Para Datuk dan rombongannya itu, hidup berbaur dengan masyarakat setempat. Di antara mereka malah ada yang menjadi pemimpin di antaranya: Datuk Machadum Sakti dari Rawa (cikal bakal yang melahirkan Teuku Umar dan Cut Nyak Dhien), Datuk Raja Agam dari Luhak Agam. Datuk Raja Alam Song Song Buluh dari Sumpu.
Mereka menebas hutan mendirikan pemukiman yang menjadi tiga daerah, Datuk Machdum Sakti membuka negeri di Merbau, kemudian pindah ke arah Woyla, Datuk Raja Agam di Ranto Panyang dan Datuk Raja Alam Song Song Buluh di Ujong Kala yang menikah dengan anak salah seorang yang berpengaruh di sana.
Menurut H.M Zainuddin, ketiga datuk utama tersebut juga memerintahkan warganya untuk membuka ladang, sehingga kehidupan mereka jadi makmur. Ketiga Datuk itu pun kemudian bersepakat untuk menghadap raja Aceh, Sultan Mahmud Syah yang dikenal dengan sebutan Sultan Buyung (1830-1839) untuk memperkenalkan diri.
Ketika menghadap Sultan, lanjut Zainuddin, masing-masing Datuk membawakan satu botol mas urai sebagai buah tangan. Mereka meminta kepada raja Aceh agar memberikan batas-batas negeri mereka. Permintaan itu dikabulkan Raja Alam Song Song Buluh, kemudian diangkat menjadi Uleebalang Meulaboh dengan ketentuan wajib mengantar upeti tiap tahun kepada bendahara kerajaan.

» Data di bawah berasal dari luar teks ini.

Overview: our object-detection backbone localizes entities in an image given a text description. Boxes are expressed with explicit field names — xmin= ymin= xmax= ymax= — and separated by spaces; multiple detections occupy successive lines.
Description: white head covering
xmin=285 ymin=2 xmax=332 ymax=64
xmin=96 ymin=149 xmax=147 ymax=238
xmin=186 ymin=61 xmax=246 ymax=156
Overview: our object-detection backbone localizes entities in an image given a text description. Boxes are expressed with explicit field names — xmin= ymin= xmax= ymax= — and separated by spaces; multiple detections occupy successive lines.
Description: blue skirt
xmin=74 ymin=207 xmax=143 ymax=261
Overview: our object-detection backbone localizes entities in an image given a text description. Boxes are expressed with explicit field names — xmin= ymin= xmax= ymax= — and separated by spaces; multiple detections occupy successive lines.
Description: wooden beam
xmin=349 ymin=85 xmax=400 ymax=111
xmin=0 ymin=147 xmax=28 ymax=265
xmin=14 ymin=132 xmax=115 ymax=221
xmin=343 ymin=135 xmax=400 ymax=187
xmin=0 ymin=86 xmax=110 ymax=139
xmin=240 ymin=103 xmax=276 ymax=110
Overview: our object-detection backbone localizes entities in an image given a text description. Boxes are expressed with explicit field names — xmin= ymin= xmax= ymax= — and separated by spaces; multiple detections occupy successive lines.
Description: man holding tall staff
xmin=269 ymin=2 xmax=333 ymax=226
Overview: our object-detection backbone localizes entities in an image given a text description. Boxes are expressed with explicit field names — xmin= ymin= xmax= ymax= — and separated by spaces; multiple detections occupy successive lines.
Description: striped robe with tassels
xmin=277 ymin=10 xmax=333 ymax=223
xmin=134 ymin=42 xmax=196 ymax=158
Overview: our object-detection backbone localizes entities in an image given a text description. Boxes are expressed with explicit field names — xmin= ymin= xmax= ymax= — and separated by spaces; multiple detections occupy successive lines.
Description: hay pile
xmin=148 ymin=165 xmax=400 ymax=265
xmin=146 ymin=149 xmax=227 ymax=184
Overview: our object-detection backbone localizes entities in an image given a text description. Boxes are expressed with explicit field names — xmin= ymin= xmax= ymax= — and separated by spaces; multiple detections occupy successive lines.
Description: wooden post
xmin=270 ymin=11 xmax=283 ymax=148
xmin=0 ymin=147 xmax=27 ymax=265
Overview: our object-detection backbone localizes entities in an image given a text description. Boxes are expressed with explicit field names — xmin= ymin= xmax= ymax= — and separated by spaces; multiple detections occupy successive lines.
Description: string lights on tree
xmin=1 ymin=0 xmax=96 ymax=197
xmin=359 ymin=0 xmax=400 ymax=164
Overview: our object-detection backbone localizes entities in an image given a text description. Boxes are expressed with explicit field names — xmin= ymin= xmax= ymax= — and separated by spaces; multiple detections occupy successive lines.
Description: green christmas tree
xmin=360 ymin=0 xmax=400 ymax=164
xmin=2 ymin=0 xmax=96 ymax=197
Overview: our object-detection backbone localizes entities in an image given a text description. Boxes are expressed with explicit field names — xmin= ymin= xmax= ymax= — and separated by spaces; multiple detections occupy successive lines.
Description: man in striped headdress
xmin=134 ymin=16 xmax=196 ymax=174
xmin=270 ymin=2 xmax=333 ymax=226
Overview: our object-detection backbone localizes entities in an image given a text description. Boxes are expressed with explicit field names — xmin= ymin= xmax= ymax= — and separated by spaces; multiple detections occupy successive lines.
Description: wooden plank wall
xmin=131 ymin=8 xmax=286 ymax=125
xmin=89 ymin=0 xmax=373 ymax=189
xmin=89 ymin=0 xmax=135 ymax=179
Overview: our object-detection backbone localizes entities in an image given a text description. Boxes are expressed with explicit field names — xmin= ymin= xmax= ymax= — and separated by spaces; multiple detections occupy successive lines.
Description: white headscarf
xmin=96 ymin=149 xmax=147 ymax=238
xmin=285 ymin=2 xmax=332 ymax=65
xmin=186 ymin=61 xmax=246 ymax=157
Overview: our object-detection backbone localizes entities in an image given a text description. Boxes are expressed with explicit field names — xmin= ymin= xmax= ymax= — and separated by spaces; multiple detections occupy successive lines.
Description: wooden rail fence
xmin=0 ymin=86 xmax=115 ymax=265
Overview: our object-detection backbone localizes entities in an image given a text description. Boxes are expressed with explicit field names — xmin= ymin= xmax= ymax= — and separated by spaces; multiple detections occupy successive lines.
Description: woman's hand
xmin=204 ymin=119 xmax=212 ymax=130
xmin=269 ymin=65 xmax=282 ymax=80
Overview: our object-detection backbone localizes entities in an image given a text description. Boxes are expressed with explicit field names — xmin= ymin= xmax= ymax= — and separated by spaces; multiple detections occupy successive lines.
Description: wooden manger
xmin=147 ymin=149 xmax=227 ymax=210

Para Datuk itu pun setiap tahun mengantar upeti untuk Sultan Aceh, tapi lama kelamaan mereka merasa keberatan untuk menyetor langsung ke kerajaan, karena itu mereka meminta kepada Sultan Aceh yang baru Sultan Ali Iskandar Syah (1829-1841) untuk menempatkan satu wakil sultan di Meulaboh sebagai penerima upeti. Permintaan ketiga datuk itu dikabulkan oleh Sultan. Dikirimlah ke sana Teuku Tjiek Lila Perkasa, Wazir Sultan Aceh untuk pemerintahan, dan menerima upeti-dari Uleebalang Meulaboh.
Para datuk itu merasa sangat senang dengan kedatangan utusan Sultan yang ditempatkan sebagai wakilnya di Meulaboh itu. Mereka pun kemudian kembali meminta pada Sultan Aceh untuk mengirim satu wakil sultan yang khusus mengurus masalah perkara adat dan pelanggaran dalam negeri. Permintaan itu juga dikabulkan. Sultan Aceh mengirim ke sana Penghulu Sidik Lila Digahara (di Meulaboh lebih dikenal dengan Teuku Dek) yang menyidik segala hal yang berkaitan dengan pelanggaran undang-undang negeri.
Permintaan itu terus berlanjut. Kepada Sultan Aceh para Datuk itu meminta agar dikirimkan seorang ulama untuk mengatur persoalan nikah, pasahah, dan hukum syariat. Maka dikirimlah ke sana oleh Sultan Aceh Teuku Tjut Din, seorang ulama yang bergelar Almuktasimu-binlah untuk menjadi kadhi Sultan Aceh di Meulaboh.
Kemudian Meulaboh masuk dalam Federasi Kaway XVI karena federasi itu dibentuk oleh enam belas Uleebalang, yaitu Uleebalang Tanjong, Ujong Kala, Seunagan, Teuripa, Woyla, Peureumbeu, Gunoeng Meuh, Kuala Meureuboe, Ranto Panyang, Reudeub, Lango Tangkadeuen, Keuntjo, Gume/Mugo, Tadu, serta Seuneu’am, yang diketuai oleh Ule Balang Ujong Kalak.
Dengan demikian, Machudum Sakti yang merupakan cikal bakal dari Kehulubalangan di VI Mukim (tempat kelahiran Cut Nyak Dhien) memang berasal dari Minang, tetapi mereka bukanlah berdarah Minang, melainkan orang Aceh yang menjadi pemuka di tanah Minang sejak Kesultanan Iskandar Muda pada Abad ke XV yang pulang kembali ke Aceh karena terdesak oleh kegiatan reformasi yang diadakan para Kaum Paderi sehingga peran mereka terdesak.